Of the four-month rainfall season, June and August have recorded 17 and 24 per cent more rainfall that normal respectively while July saw 10 per cent deficient precipitation.
"Rainfall is likely to end in the normal or above normal category," IMD director general Mrutunjay Mohapatra said at a press briefing.
He said the overall rainfall is likely to be 102 per cent of the Long Period Average (LPA) with an error margin of plus or minus 4 per cent. The LPA rainfall over the country for the 1961-2010 period is 88 centimetres.
Monsoon in the range of 96-104 per cent of the LPA is considered normal.
The official rainfall season in the country is from June 1 to September 30.
"Overall, monsoon will be good this year. It will help agriculture and the economy," M Rajeevan, Secretary, Ministry of Earth Sciences, said.
"The plentiful and spread of southwest monsoon this year should help farmers and the output must be very good.

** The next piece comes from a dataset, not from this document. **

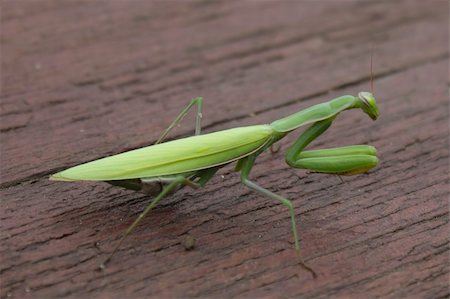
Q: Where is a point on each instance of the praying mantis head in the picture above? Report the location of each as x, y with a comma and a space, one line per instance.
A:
368, 104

It will also help Indian economy, though exact quantification cannot be made at this moment. We don't have an assessment as to how it will impact the economy," he said.
The country as a whole has so far received 7 percent excess rainfall, Mr Rajeevan said.
Predicting rainfall for September, he said there was an increase in rainfall over the foothills and adjoining northern plains and south peninsula in the first week of the month.
In the second week, the intensity of the rainfall is likely to decrease but there will be excess precipitation over central and north India. Conditions will also be favourable for withdrawal of monsoon from west Rajasthan, he added.
In the third week of the month, there will be an increase in the rainfall activity over the country, and rainfall will mostly be normal in the last week of September, he added.
"We are expecting normal to above normal rain in Kerala, Karnataka and coastal areas of Maharashtra around and after September 17," Mr Mohapatra said.
Though the rainfall activity has declined in September as compared to August and is now below normal, rains will revive in the next few days as fresh weather systems are developing, he added.
Mr Mohapatra said currently, the La Nina conditions, a phenomena associated with the cooling of equatorial Pacific waters, are prevailing and this is helping in a good monsoon. La Nina conditions are generally associated with a good rainfall season.
However, there is a possibility of a negative Indian Ocean Dipole in coming months. Negative IOD is associated with heating of the Indian Ocean waters. This has an impact on the monsoon.
"A negative IOD will neutralise the effect of La Nina," Mr Mohapatra added.
Usually, there are 13-14 low pressure areas across the four-month rainfall season, but August alone had five low pressure areas. Three low pressure areas developed in June, while one developed in July.
"There are nearly 55 low pressure area days during the monsoon season, but August alone had 27 low pressure days," Mr Mohapatra added.